A Margin-Maximizing Fine-Grained Ensemble Method
Jinghui Yuan, Hao Chen, Renwei Luo, Feiping Nie
TL;DR
The paper tackles the inefficiency of large ensembles in resource-constrained settings and introduces the Margin-Maximizing Fine-Grained Ensemble Method, which learns a learnable confidence matrix $\Theta$ and a margin-based loss $\mathcal{L} = \mathcal{C} - \gamma \mathcal{M}$ with a smooth approximation $\mathcal{M}$ via $\frac{1}{\alpha} \log\left(\sum_{j=1}^c e^{\alpha( \mathcal{S}[ (I \odot \Theta g_i) \mathbf{1} ] - Y_i \odot \mathcal{S}[ (I \odot \Theta g_i) \mathbf{1} ])_j}\right)$. Theoretical results establish convexity of $\mathcal{L}$ w.r.t. $\mathcal{S}[ (I \odot \Theta g_i) \mathbf{1} ]$ (Theorem 1) and Lipschitz continuity with constant $L \le \sqrt{ck} (1+\gamma+\frac{\gamma}{c} e^{\alpha})$ (Theorem 2), enabling efficient gradient-descent optimization. Empirically, the method outperforms traditional random forests with $100$ trees while using only $10$ base learners across multiple datasets, demonstrating improved efficiency and generalization with tighter margins between correct and competing class probabilities. This work offers a practical path to high-performing, resource-efficient ensembles suitable for deployment in constrained environments.
Abstract
Ensemble learning has achieved remarkable success in machine learning, but its reliance on numerous base learners limits its application in resource-constrained environments. This paper introduces an innovative "Margin-Maximizing Fine-Grained Ensemble Method" that achieves performance surpassing large-scale ensembles by meticulously optimizing a small number of learners and enhancing generalization capability.

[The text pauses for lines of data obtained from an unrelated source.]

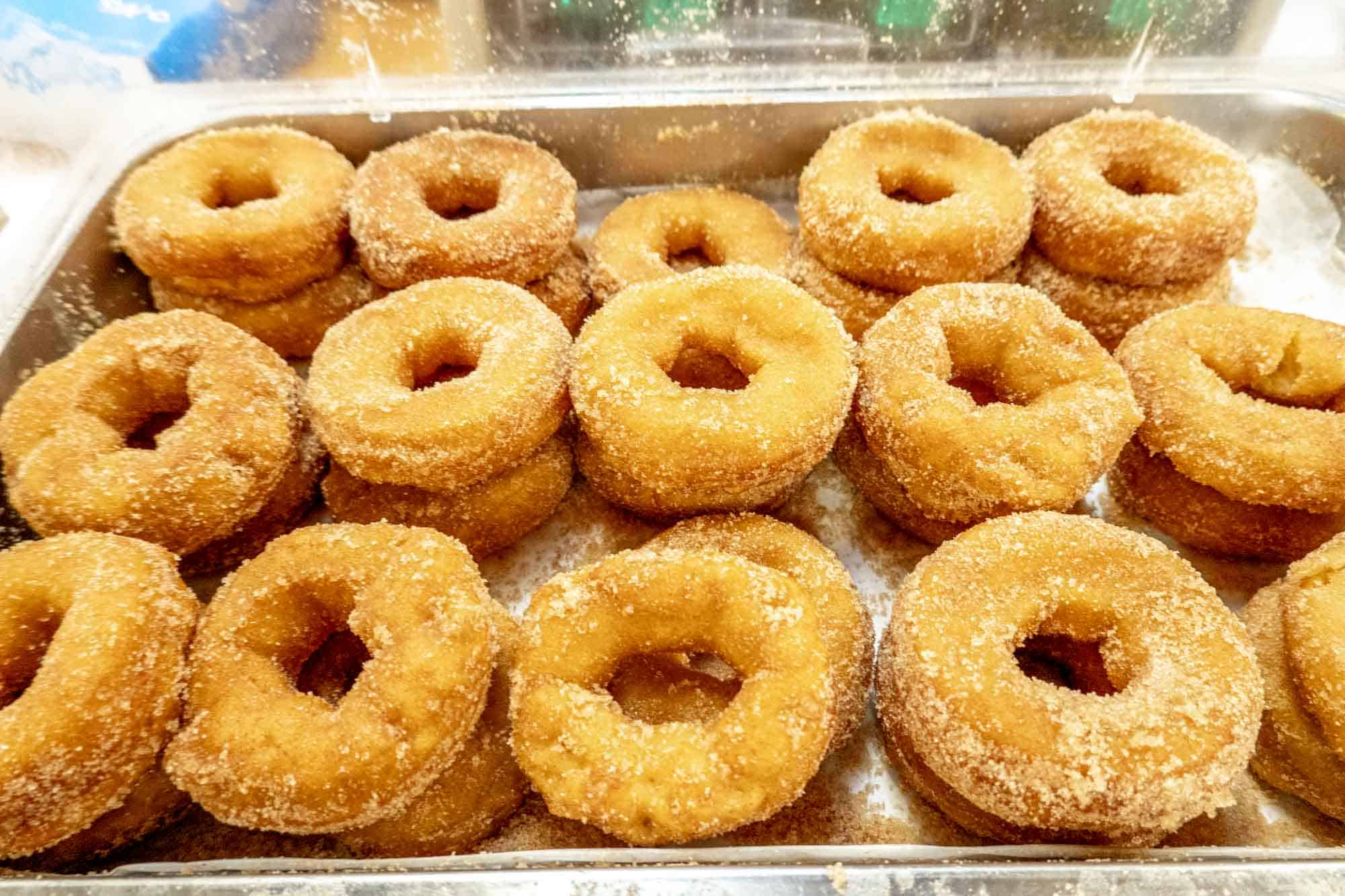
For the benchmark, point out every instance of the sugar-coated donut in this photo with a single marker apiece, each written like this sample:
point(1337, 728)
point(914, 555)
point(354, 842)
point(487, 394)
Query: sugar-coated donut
point(662, 450)
point(1215, 381)
point(67, 432)
point(247, 214)
point(1121, 767)
point(1062, 415)
point(258, 752)
point(367, 407)
point(637, 240)
point(969, 217)
point(1140, 200)
point(93, 639)
point(681, 780)
point(524, 201)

We propose a novel learnable confidence matrix, quantifying each classifier's confidence for each category, precisely capturing category-specific advantages of individual learners. Furthermore, we design a margin-based loss function, constructing a smooth and partially convex objective using the logsumexp technique. This approach improves optimization, eases convergence, and enables adaptive confidence allocation. Finally, we prove that the loss function is Lipschitz continuous, based on which we develop an efficient gradient optimization algorithm that simultaneously maximizes margins and dynamically adjusts learner weights. Extensive experiments demonstrate that our method outperforms traditional random forests using only one-tenth of the base learners and other state-of-the-art ensemble methods.